До странности по-свойски и с какой-то наигранной непринужденностью повел он себя и заговорил со мной, как будто давным-давно был уверен, знал, что просто обязан напоить меня «пивком» и поставить что-нибудь еще покрепче и «заправить фирменный тузлучок». И по-другому нельзя, а только так. И для чего-то называл меня «начальством». Но получалось у него это почти машинально, по привычке, по регламенту, что ли, и рядом с ним я даже почувствовал себя как-то уверенней в этой не слишком приветливо поглядывавшей на меня Ордынке, хотя, говоря правду, меня давно настораживали эти размножавшиеся теперь, как мухи, «свои парни», которые все на свете могут — и достать, и организовать, и оформить, и протолкнуть, и позвонить, и, вот именно «айн момент!», и запросто распить с первым встречным бутылку, и перекинуться телефонами, и чуть ли не обменяться любовницами, — собиравшиеся за столом лишь для устройства так называемых «дел». Но сейчас обстоятельства складывались так, что мне как раз и нужен был такой человек, у которого я без труда мог узнать и насчет жилья, и насчет машины, и попросить на вечер лодку. Тайным спекулянтом, который приехал сюда за рыбой, он меня, кажется, не считал. А может быть, он хотел «помозговать» со мной о Назарове и о своих делах с Прохором, для того и «заправил фирменный тузлучок», потому и делал какие то смутные намеки и даже как-будто взвинчивал себя?
— У меня к вам просьба, — сказал я, уже догадываясь, что он не откажет. — Даже две, если это, конечно, в ваших возможностях. Сначала две.
— Попробуем… Сделаем. Давайте, — рассеянно сказал он, поглядывая на Прохора, откидывая назад налезавшую ему на брови кепку. — А вот у меня к вам всего одна просьба. Проект есть. Большая надежда на вас. Вы же, наверное, зниете, какие у нас здесь аргументы… Ну, вообще вы надолго сюда? Порыбачить, конечно, собираетесь? Я вам такую открою рыбалку! — И тут же оборвал себя: — Нет, нет, сперва такого гостя накормить, устроить полагается. Вы уж извините, но я человек без всяких. Я сперва к столу. Вам еще не сообщили, что я чокнутый?
Прохор медленно разгибался, пока мы подходили к нему. И я подумал, что это даже кстати, если Симохин захватит и его. Может быть, Прохор сам заговорит о Каме.
— Одну минутку, — остановился Симохин, повернулся к Прохору и еще дальше откинул свою шикарную кепку, потом вздохнул. — Так и будешь сидеть? С бригадой, значит, опить не выехал?.. И эх-ма… Сказал бы я тебе, да вот…
— Не поможет тебе никто, Симохин, — не сразу ответил Прохор, не поднимаясь со своего ящика. Полез в карман и вытащил пачку «Беломора». Выпрямился, снова уставился на Симохина, и здоровый глаз его вдруг прищурился, как будто от набежавшего ветра. А ведь точно так же, именно так щурилась и Кама. И уже, может быть чуть привыкнув к лицу Прохора, я увидел, что они, пожалуй, похожи, что нормальная, сохранившаяся половина его лица вовсе не старая, черты тоже правильные, до сих пор красивые, выражавшие достоинство. В мою сторону он не посмотрел, точно меня здесь не было.
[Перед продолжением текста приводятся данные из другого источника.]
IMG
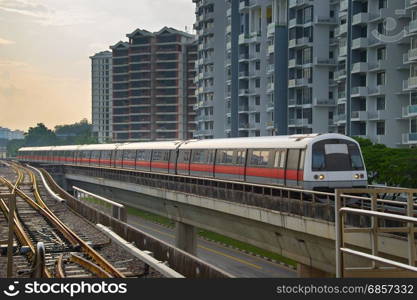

— Останешься вместо меня. Ясно? А я тут с товарищем, — отрывисто приказал ему Симохин. — Если рыбу привезут, санаторию выдашь. Анапе — завтра. Придет машина из Крыма — сколько-нибудь наскребешь. Пионерлагерю отвесишь. Торгу скажешь: на следующей неделе. Потерпят. Солдатам дашь. Остальных гони в колхоз, отваживай. Этого тоже, — показал он на пыливший сюда белый пикап. — Все понял?
— Вот ты ему и скажи, зачем на лимане был, — сказал Прохор. Вытащил спички и прикурил.
Со стороны оба выглядели на редкость контрастно: один в больших резиновых сапогах, в грязном ватнике, неподвижный и серый, как стена этого холодильника, другой, разодетый на самый модный манер, размахивавший руками, покрикивавший резким, подчеркнуто властным голосом. Но только Прохор отсюда, от этих лиманов, от Ордынки, а Симохин как будто из современного фильма.